Saadet Parti Genel Başkan Yardımcısı Birol Aydın, beraberindeki partililerle özelleştirme kapsamındaki Erzurum Şeker Fabrikasının önünde basın açıklaması yaptı. Özelleştirmenin şeker pancarını bitireceğini savunan Aydın, “Dün tütünü bitirenler, bugün şeker pancarını bitirme derdinde. Şeker fabrikalarımızın haraç mezat özelleştirilmesini doğru bulmuyoruz” dedi.
Doğa ALCA
Türkiye genelindeki 14 şeker fabrikasının özelleştirilmesine yönelik tepkiler devam ediyor. Özelleştirmelere bir tepki de Saadet Partisi cephesinden geldi. Saat Partisi Genel Başkan Yardımcısı Birol Aydın, beraberindeki partililer ve Şeker-İş Sendikası üyeleriyle Erzurum Şeker Fabrikası önünde basın açıklaması gerçekleştirdi. Özelleştirmenin karşısında olduklarını ifade eden Aydın, özelleştirme kararının yanlış olduğunu vurguladı.

Özelleştirmenin birçok alanda zarar getireceğini paylaşan Aydın, “Bu 14 fabrikada, 4 binin üzerinde çalışanla, 7 milyon ton şeker pancarı işlenmekte ve 947 bin ton şeker, 322 bin melas, 2 milyon 74 bin ton yaş küspe üretilmektedir. Şeker pancarı üretimi açısından verimli topraklara sahip olan ülkemizde, daha fazla fabrika yapılması gerekirken, şeker fabrikalarının satılarak kapılara kilit vurulması düşünülemez. Şeker fabrikalarımızın haraç mezat satışa çıkarılması yıllardır tarım ve hayvancılıkta uygulanan yanlış politikaların bir sonucudur. Son on yılda şeker fabrikaları kasıtlı olarak bakımsız bırakıldı, modernize edilmedi. Şimdi satışa çıkarırken fabrikaların kristal şeker üretimine devam edeceği söyleniyor. Fabrika çalışanlarına yeni yatırımcılara birlikte çalışmaya ya da özelleştirme kapsamında olmayan fabrikalarda çalışma imkanı verileceği iddia ediliyor. Fabrikaların satışını, beş yıl üretim yapacaklar diyerek savunmaya çalışıyorlar” dedi.
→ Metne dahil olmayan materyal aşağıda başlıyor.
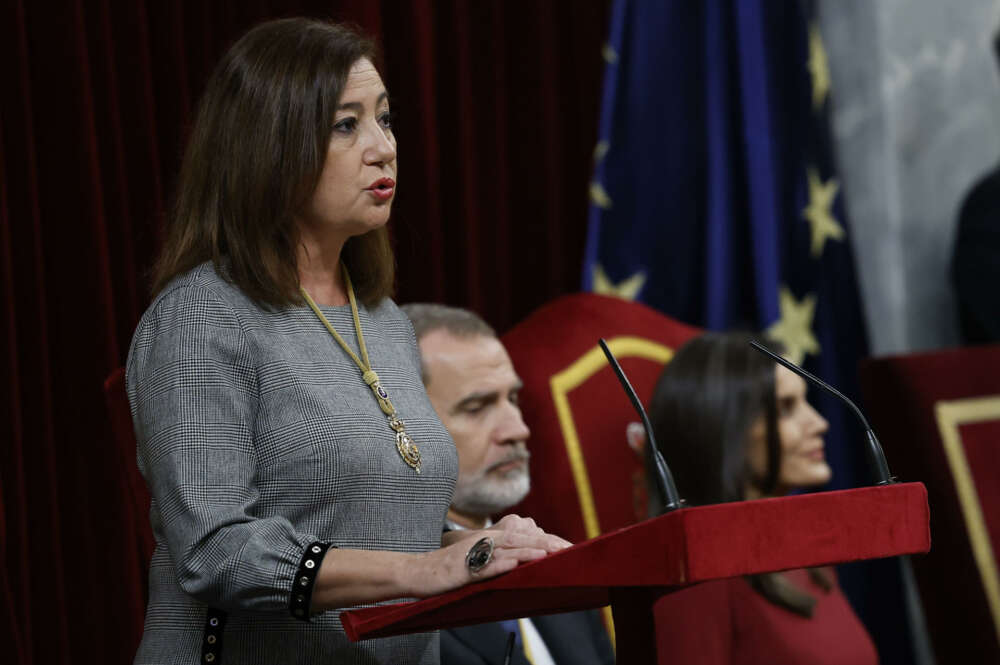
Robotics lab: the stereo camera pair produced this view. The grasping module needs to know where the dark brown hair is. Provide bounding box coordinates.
[647,333,831,617]
[153,18,395,306]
Tütünü bitirenler, şeker pancarını bitirme derdinde
Şeker fabrikalarının özelleştirilmesi kararına TEKEL örneğiyle tepki gösteren Aydın, “Pancar üretimi sonlandırılarak tarım toprağı da ekilmez, biçilmez hale getirilmek istenmesi, ülkemizin geleceği için talihsiz, yanlış bir karardır. Dün tütünü bitirenler, bugün şeker pancarını bitirme derdinde. Tütün üretiminden 300 bin aile ekmek yiyordu. 120 bin şeker pancarı üreticisini de aynı akıbet bekliyor. Özelleştirmeler gerçekleştirilirse, hem çalışanlar hem de üreticiler mağdur olacak. 14 fabrikanın bulunduğu şehirlerde binlerce aile göç ile karşı karşıya kalacak ve çalışanların düzeni bozulacak. Türkiye’de ise 10 milyon insanımız bu şeker fabrikalarının özelleştirilmesinden etkilenecektir. Öte yandan, Doğu Anadolu’da kamu işletmeciliğinin sosyo-ekonomik amaçları tümüyle tek edilmiş olacaktır. Doğu-Batı arasındaki gelir uçurumu artacak, istihdam düşecek, kırdan kente göç hızlanacaktır. Erzurum’da yaşanan iç göç bunun göstergesidir” şeklinde konuştu.
Saat Partisi Genel Başkan Yardımcısı Birol Aydın, çözüm önerilerini şöyle sıraladı: “Bizler insanlarımızın, bu fabrikalarda çalışanların, çiftçilerimizin, üreticilerimizin, esnafımızın, birlik, oda ve kooperatiflerimizin yanındayız. Şeker fabrikalarımızın haraç mezat özelleştirilmesini doğru bulmuyoruz. Şeker fabrikalarımızın yarısı devlette kalmak üzere, diğer yarısının, başta fabrika çalışanları olmak üzere yöre halkına devredilmesinin en doğru adım olduğunu düşünüyoruz. Yönetimin ise ziraat odaları, tarım kooperatifleri, ticaret ve sanayi odaları işbirliği ile verimli şekilde gerçekleştirileceğine inanıyoruz. Onun için tüm halkımızı ve tüm ilgilileri şeker fabrikalarının geleceğine sahip çıkmaya çağırıyoruz.”